Philo begins by describing the utopian rules-based international order inherited by Caligula:
For who -- when he saw Gaius, after the death of Tiberius Caesar, assuming the sovereignty of the whole world in a condition free from all sedition, and regulated by and obedient to admirable laws, and adapted to unanimity and harmony in all its parts, east and west, south and north; the barbarian nations being in harmony with the Greeks, and the Greeks with the barbarians, and the soldiers with the body of private citizens, and the citizens with the military; so that they all partook of and enjoyed one common universal peace -- could fail to marvel at and be amazed at his extraordinary and unspeakable good fortune
In the terminology of Curtis Yarvin, Philo saw Caligula’s inheritance as a flourishing Puritan-Communist empire where all were equal under the law. Philo explains that, at the time of Caligula’s assumption of power,
the rich were not better off than the poor, nor the men of high rank than the lowly, nor the creditors than the debtors, nor the masters than the slaves, since the occasion gave equal privileges and communities to all men, so that the age of Saturn, which is so celebrated by the poets was no longer looked upon as a fiction and a fable
This golden age prevailed for another seven months until Caligula fell ill with an affliction which caused him to indulge in self-destructive hedonism.
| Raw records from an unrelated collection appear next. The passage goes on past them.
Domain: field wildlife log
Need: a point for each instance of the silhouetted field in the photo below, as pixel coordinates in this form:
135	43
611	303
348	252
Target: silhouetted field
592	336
Philo writes of Caligula that,
[He began to] indulge in abundance of strong wine and eating of rich dishes, and in the abundant license of insatiable desires and great insolence, and in the unseasonable use of hot baths [ed: cold showers are Lindy], and emetics, and then again in winebibbing and drunkenness, and returning gluttony, and in lust after boys and women, and in everything else which tends to destroy both soul and body, and all the bonds which unite and strengthen the two; for the rewards of temperance are health and strength, and the wages of intemperance are weakness and disease which bring a man near to death.
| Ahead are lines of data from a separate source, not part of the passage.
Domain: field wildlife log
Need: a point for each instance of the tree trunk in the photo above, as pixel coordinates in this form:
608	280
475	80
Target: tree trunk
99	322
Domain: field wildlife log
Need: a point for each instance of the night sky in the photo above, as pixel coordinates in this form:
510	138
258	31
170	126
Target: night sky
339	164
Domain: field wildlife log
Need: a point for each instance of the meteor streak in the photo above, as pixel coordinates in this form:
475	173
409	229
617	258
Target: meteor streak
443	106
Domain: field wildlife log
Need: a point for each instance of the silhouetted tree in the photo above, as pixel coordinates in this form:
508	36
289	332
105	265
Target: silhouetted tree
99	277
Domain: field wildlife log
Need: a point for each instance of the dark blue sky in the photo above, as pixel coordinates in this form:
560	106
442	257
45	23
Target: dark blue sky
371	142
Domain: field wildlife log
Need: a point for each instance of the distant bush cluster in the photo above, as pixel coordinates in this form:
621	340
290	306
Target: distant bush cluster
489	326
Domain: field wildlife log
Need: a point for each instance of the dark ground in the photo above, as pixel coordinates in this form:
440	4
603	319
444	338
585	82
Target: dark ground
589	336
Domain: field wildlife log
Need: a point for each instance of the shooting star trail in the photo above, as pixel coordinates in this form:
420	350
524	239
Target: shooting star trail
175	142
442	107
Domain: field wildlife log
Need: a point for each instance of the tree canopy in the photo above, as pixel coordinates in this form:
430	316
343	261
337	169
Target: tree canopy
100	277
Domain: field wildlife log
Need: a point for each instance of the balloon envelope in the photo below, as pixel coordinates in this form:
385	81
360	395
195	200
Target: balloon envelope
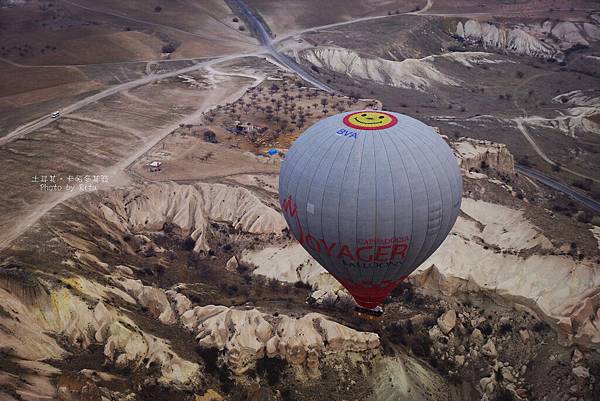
370	195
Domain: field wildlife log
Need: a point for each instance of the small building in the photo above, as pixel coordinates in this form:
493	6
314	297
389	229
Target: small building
155	166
News of this affliction sent the empire into apocalyptic despair about global catastrophes like the destruction of the environment and world war. This despair was eventually mollified by what Philo describes as an imperial PSYOP (THIS IS AN OP!) or what normal people would understand as a marketing campaign. The campaign was necessary because peaceful equilibrium required that the people see the emperor as the bearer of civility and civilization against the forces of darkness, reaction, and barbarism. But Philo explains that this optimism was misplaced, being based as it was upon a PSYOP:
For [all people] rejoiced, from ignorance of the truth, like men who are now for the first time beginning to exchange a wandering and uncivilised mode of life for a social and civilised system, and instead of dwelling in desert places, and the open air, and the mountain districts, to live in walled cities, and instead of living without any governor, or protector, or lawgiver, to be now established under the care of a governor to be a sort of shepherd and leader of a more domesticated flock
This is the setting for what Philo describes as the persecution of the Judaeans at the hands of an irrational and manipulated emperor, and the various apologetic efforts made to stop such persecutions. As one might expect, this isn’t the whole story.